I use eagle one cleaner to clean them along with Noxon metal polish and/or mothers metal polish to shine them up. Naval jelly will take the rust away but if you have actual Dayton's, they shouldn't have any rust at all on the spokes and if they have rust on any other parts then they have been negleted for some time.

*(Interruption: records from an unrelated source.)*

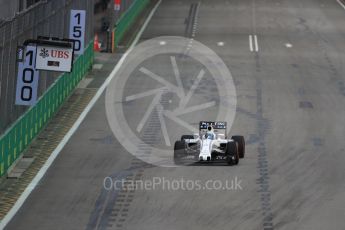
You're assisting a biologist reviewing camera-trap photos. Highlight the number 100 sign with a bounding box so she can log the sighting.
[69,10,86,55]
[16,46,39,106]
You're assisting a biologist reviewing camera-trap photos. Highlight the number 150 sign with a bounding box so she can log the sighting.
[69,10,86,55]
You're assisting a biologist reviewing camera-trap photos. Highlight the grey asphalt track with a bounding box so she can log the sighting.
[7,0,345,230]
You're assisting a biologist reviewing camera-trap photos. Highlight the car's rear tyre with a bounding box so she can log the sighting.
[226,141,240,165]
[181,135,194,141]
[174,141,186,165]
[231,136,246,158]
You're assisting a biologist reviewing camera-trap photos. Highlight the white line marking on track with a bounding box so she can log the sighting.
[217,42,225,46]
[0,0,162,229]
[285,43,293,48]
[249,35,254,52]
[337,0,345,10]
[254,35,259,52]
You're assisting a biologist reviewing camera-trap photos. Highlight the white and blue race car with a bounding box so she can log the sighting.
[174,121,245,165]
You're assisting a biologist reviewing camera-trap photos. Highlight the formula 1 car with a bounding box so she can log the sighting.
[174,121,245,165]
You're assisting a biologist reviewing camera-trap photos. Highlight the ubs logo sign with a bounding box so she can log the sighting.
[40,48,49,58]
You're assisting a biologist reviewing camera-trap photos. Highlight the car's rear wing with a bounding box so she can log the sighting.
[199,121,228,138]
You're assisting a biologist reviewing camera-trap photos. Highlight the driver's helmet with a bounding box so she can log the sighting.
[205,132,215,140]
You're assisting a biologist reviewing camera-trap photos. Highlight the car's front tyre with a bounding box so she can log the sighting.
[226,141,240,165]
[174,141,186,165]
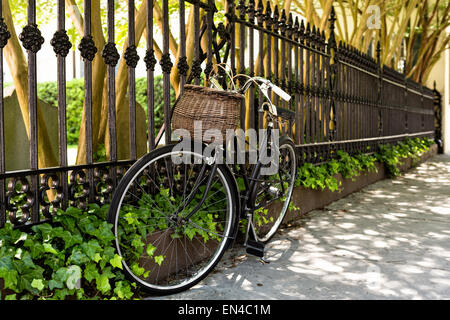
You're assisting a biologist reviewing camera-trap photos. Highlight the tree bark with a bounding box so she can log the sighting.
[2,0,58,168]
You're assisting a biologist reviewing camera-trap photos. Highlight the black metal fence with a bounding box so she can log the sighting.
[0,0,434,227]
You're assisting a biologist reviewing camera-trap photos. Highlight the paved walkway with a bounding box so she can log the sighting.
[152,155,450,300]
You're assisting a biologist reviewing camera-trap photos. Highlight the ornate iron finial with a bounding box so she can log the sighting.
[256,0,264,27]
[123,45,140,68]
[0,18,11,49]
[310,25,317,48]
[294,17,300,41]
[177,56,189,76]
[280,9,287,35]
[287,13,294,38]
[320,30,327,52]
[298,20,305,44]
[102,42,120,67]
[78,35,97,61]
[159,53,173,74]
[247,0,256,23]
[191,60,202,78]
[50,30,72,57]
[19,23,45,53]
[305,22,311,46]
[272,5,280,32]
[328,6,336,48]
[144,49,157,71]
[205,62,213,78]
[264,0,272,25]
[236,0,247,20]
[377,40,381,63]
[217,22,230,40]
[329,6,336,32]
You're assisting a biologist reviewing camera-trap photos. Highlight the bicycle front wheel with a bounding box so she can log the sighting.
[108,145,238,294]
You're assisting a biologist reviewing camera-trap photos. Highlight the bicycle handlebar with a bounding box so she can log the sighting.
[239,77,291,101]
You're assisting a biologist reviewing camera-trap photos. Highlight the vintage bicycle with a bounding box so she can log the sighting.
[108,70,297,294]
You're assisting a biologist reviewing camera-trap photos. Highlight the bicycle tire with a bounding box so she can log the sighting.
[108,145,239,294]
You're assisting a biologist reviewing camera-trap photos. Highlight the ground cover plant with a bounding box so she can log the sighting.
[0,138,433,300]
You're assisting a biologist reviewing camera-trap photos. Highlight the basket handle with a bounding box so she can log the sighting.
[208,62,236,91]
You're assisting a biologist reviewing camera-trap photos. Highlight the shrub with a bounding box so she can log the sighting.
[37,76,171,145]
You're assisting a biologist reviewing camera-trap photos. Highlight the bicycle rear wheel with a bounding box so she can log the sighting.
[252,137,297,243]
[108,145,238,294]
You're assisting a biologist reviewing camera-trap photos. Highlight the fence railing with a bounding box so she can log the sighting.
[0,0,434,227]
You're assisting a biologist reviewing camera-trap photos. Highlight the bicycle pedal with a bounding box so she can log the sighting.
[246,239,264,258]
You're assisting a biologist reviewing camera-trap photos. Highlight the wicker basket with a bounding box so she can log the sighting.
[172,84,244,142]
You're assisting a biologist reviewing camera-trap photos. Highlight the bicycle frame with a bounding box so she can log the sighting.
[171,77,290,257]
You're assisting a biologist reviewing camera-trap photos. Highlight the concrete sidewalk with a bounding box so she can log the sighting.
[150,155,450,300]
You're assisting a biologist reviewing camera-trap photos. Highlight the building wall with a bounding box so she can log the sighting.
[426,32,450,153]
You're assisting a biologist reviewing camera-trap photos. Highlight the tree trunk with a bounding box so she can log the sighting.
[76,0,106,164]
[2,0,58,168]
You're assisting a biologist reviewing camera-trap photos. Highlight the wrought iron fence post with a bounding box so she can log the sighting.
[0,1,11,228]
[377,40,384,137]
[433,81,444,153]
[327,7,339,158]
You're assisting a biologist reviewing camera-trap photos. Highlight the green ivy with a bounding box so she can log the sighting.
[295,138,434,192]
[0,204,139,300]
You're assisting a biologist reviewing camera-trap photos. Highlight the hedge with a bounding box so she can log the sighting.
[37,76,171,145]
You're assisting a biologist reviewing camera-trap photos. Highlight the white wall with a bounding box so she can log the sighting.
[426,31,450,153]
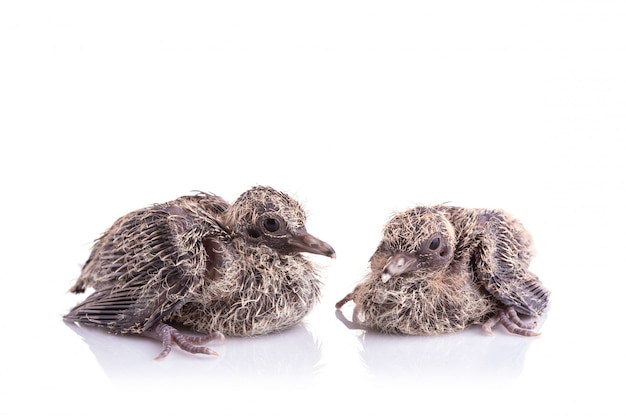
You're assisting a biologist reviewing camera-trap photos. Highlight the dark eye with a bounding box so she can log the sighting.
[263,217,280,233]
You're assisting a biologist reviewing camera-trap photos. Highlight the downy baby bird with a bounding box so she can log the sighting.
[64,186,335,359]
[336,205,549,336]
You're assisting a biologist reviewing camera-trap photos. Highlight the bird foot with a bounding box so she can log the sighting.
[483,306,541,336]
[144,323,226,360]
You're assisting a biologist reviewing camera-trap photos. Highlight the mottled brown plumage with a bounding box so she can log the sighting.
[336,205,549,336]
[65,187,334,357]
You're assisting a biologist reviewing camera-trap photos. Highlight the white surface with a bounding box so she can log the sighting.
[0,1,626,416]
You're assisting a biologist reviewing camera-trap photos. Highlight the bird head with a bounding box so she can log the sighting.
[381,206,456,282]
[225,186,335,258]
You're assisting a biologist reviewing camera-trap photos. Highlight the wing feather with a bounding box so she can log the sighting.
[65,195,230,333]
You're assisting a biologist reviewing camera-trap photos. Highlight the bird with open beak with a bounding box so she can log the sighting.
[336,205,549,336]
[64,186,335,359]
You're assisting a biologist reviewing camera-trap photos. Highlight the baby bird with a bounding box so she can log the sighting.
[64,187,335,359]
[336,205,549,336]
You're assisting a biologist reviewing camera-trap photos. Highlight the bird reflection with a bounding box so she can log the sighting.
[68,323,321,384]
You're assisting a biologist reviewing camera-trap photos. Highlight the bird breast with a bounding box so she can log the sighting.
[354,270,495,335]
[171,242,321,336]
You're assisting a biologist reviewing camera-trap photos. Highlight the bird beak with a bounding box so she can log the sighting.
[287,228,335,259]
[380,252,417,282]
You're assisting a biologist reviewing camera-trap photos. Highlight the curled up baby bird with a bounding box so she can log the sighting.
[336,205,549,336]
[64,186,335,359]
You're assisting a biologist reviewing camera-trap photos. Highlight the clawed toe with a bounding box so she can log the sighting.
[146,323,226,360]
[483,306,541,336]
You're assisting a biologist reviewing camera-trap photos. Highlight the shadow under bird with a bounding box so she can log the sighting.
[336,205,549,336]
[64,186,335,359]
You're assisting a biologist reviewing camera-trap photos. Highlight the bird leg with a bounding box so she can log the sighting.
[483,306,540,336]
[143,323,225,360]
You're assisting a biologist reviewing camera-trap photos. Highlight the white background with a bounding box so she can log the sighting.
[0,0,626,416]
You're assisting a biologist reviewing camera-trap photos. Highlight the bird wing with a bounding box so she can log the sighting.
[472,211,549,316]
[65,200,230,333]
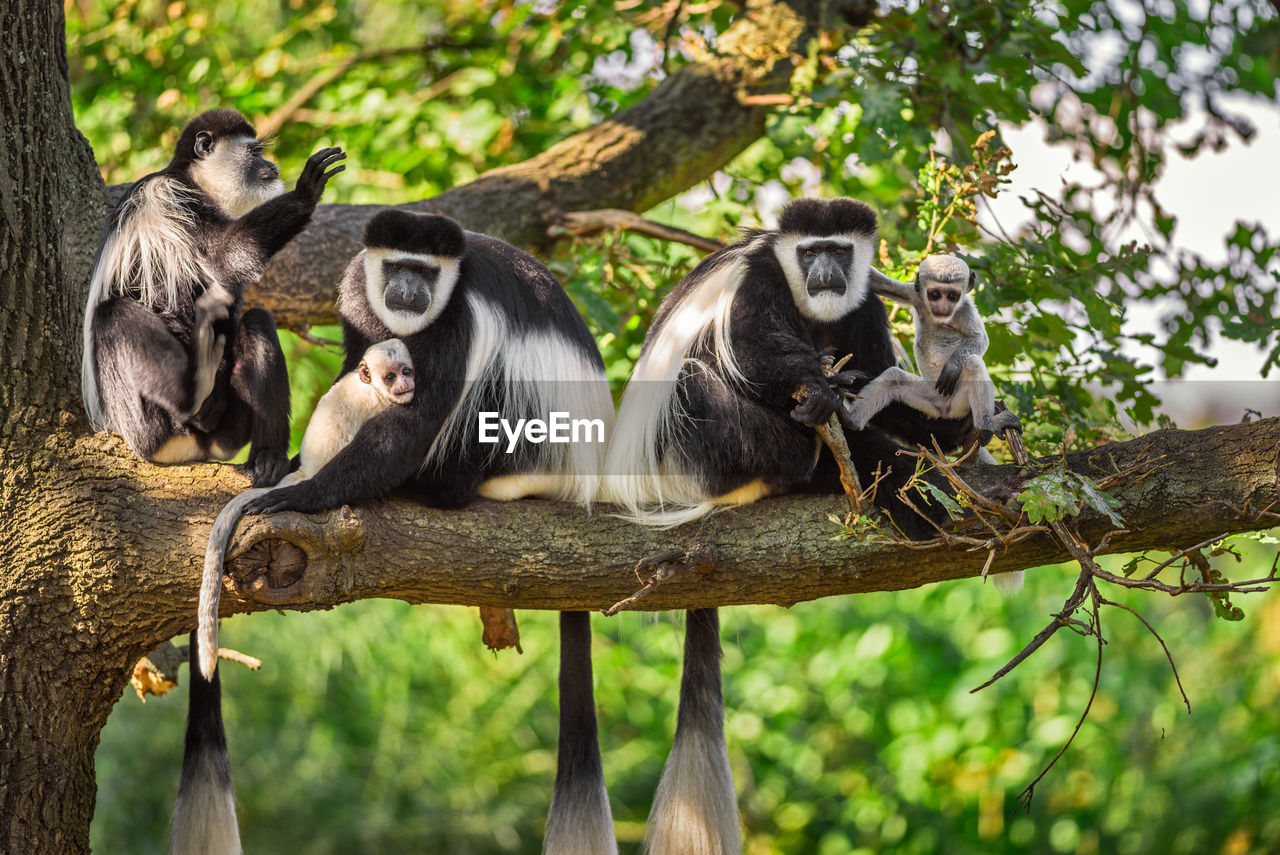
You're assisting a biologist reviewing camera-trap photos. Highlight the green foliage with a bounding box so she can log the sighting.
[92,550,1280,855]
[1018,466,1124,529]
[65,0,1280,855]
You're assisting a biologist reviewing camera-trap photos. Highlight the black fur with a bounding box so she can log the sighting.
[246,212,604,513]
[778,198,878,238]
[168,110,257,169]
[365,209,466,259]
[543,612,617,855]
[86,110,342,486]
[645,200,972,538]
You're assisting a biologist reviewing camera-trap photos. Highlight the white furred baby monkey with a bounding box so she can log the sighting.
[844,255,1023,434]
[200,338,413,678]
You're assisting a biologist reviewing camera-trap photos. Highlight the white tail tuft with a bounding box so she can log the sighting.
[645,728,742,855]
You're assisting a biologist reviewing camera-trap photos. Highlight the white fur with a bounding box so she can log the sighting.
[644,728,742,855]
[169,742,241,855]
[197,338,412,680]
[81,175,212,430]
[543,779,618,855]
[191,137,284,220]
[604,243,756,527]
[773,233,876,321]
[365,247,461,338]
[150,434,205,465]
[422,294,613,504]
[991,570,1025,596]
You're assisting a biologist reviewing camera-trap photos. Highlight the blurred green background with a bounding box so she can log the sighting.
[65,0,1280,855]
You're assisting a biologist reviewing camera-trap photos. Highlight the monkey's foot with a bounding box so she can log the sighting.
[241,449,289,486]
[978,410,1023,434]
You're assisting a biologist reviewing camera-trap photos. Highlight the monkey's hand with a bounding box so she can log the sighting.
[978,410,1023,434]
[244,483,317,513]
[241,449,289,488]
[933,353,964,398]
[293,146,347,207]
[820,348,867,399]
[791,378,840,428]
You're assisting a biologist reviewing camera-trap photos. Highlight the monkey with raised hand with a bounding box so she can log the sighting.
[842,255,1023,434]
[81,110,346,486]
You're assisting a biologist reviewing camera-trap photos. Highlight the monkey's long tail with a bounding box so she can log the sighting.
[197,475,290,680]
[645,608,742,855]
[169,632,241,855]
[543,612,618,855]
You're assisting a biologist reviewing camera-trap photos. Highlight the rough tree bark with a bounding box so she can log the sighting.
[0,0,1280,852]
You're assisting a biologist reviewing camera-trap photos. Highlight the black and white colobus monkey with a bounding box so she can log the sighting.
[605,198,970,536]
[246,209,613,513]
[81,110,346,486]
[842,255,1023,434]
[198,338,415,680]
[605,198,969,855]
[231,210,624,855]
[169,339,413,855]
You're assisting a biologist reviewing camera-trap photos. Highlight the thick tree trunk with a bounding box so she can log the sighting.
[0,0,111,852]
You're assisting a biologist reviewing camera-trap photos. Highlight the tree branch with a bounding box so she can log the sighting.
[145,419,1280,631]
[104,0,876,329]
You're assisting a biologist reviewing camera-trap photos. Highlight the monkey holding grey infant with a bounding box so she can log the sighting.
[844,255,1023,434]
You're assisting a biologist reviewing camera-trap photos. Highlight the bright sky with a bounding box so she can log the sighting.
[991,100,1280,426]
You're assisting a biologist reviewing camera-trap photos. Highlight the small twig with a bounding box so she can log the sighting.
[294,324,342,347]
[791,353,879,517]
[737,92,796,106]
[603,549,713,617]
[1011,604,1106,814]
[547,207,724,252]
[480,605,524,653]
[1143,531,1230,581]
[969,568,1093,696]
[213,645,262,671]
[1100,599,1192,714]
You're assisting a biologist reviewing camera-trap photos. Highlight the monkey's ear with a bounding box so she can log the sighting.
[196,131,214,157]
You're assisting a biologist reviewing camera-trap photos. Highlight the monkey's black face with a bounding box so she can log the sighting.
[362,247,461,337]
[796,239,854,297]
[191,131,284,218]
[924,283,964,320]
[383,259,440,315]
[244,140,280,184]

First clean them with some soap and water, then dry. If there's more than just surface rust or its in a spot thats hard to get to such as behind the spokes or on the hub, then take a toothbrush and the naval jelly and scrub it on the rust and let it sit for a few minutes, then rinse off and dry. Next, spray the eagle one cleaner on, rinse off, then dry. Now your ready for the polish of your choice such as Noxon(green bottle), Mothers, Meguires, etc.... If they don't look pretty close to brand new after all of that, then i would suggest spraying them with some acid and then rinseing very good with water as a one time deal to get the rest of the rust off. I use the acid once a year in the spring since i leave my wires on year round and drive on heavily salted streets. Another trick is to spray some wd-40 on the dish and wipe down the dish and then the spokes to keep the surface rust from coming back. thats about it :biggrin:


----------



## lakewood213 (May 27, 2003)

> _Originally posted by slick_oo_@Mar 7 2007, 04:55 PM~7430714
> *will this help take off some rust?
> 
> There is very little surface rust
> *


wheres the rust?


----------



## slick_oo (Oct 2, 2006)

> _Originally posted by lakewood213_@Mar 7 2007, 05:32 PM~7431001
> *wheres the rust?
> *


Some on the spokes and some on the lip of the rim


----------



## lakewood213 (May 27, 2003)

spokes are rusty means you dont have daytons. daytons have stainless spokes.


----------



## Spankz (Jul 31, 2006)

use eagle1 wire wheel cleaner best ive used and for the rust mothers chrome polish usually gets rid off it


----------



## slick_oo (Oct 2, 2006)

> _Originally posted by Spankz_@Mar 7 2007, 06:30 PM~7431446
> *use eagle1 wire wheel cleaner best ive used and for the rust mothers chrome polish usually gets rid off it
> *



is that a spray or cream polish?


----------



## Spankz (Jul 31, 2006)

the polish is cream


----------



## maniak2005 (Mar 13, 2005)

speadbead is good for a quick cleaning. in between polishing and scubbing


----------



## slick_oo (Oct 2, 2006)

Anyone Else?


----------



## cashmoneyspeed (Jun 21, 2005)

> _Originally posted by slick_oo_@Mar 8 2007, 12:11 PM~7436481
> *Anyone Else?
> *


check my post above


----------



## Boricua Customs (Oct 3, 2005)

> _Originally posted by cashmoneyspeed_@Mar 7 2007, 06:57 PM~7430728
> *Do a search...this topic has been asked hundreds of times.
> 
> I use eagle one cleaner to clean them along with Noxon metal polish and/or mothers metal polish to shine them up.  Naval jelly will take the rust away but if you have actual Dayton's, they shouldn't have any rust at all on the spokes and if they have rust on any other parts then they have been negleted for some time.
> ...




This is almost as bad as in the Hydraulic section every week someone asks what setup & who to buy it from for there car. :twak:


----------



## cashmoneyspeed (Jun 21, 2005)

LoL, no kidding. Maybe the search button is too small.


----------



## slick_oo (Oct 2, 2006)

> _Originally posted by cashmoneyspeed_@Mar 8 2007, 05:38 PM~7438770
> *LoL, no kidding.  Maybe the search button is too small.
> *



THANKS FOR YOUR HELP.....LOL...


----------



## slo (Jan 12, 2004)

> _Originally posted by Spankz_@Mar 7 2007, 07:30 PM~7431446
> *use eagle1 wire wheel cleaner best ive used and for the rust mothers chrome polish usually gets rid off it
> *


ihate that stuff i think it scratches more than help show chrome


----------



## K-Blaze (Nov 2, 2004)

One easy step removes brake dust, grime and rust.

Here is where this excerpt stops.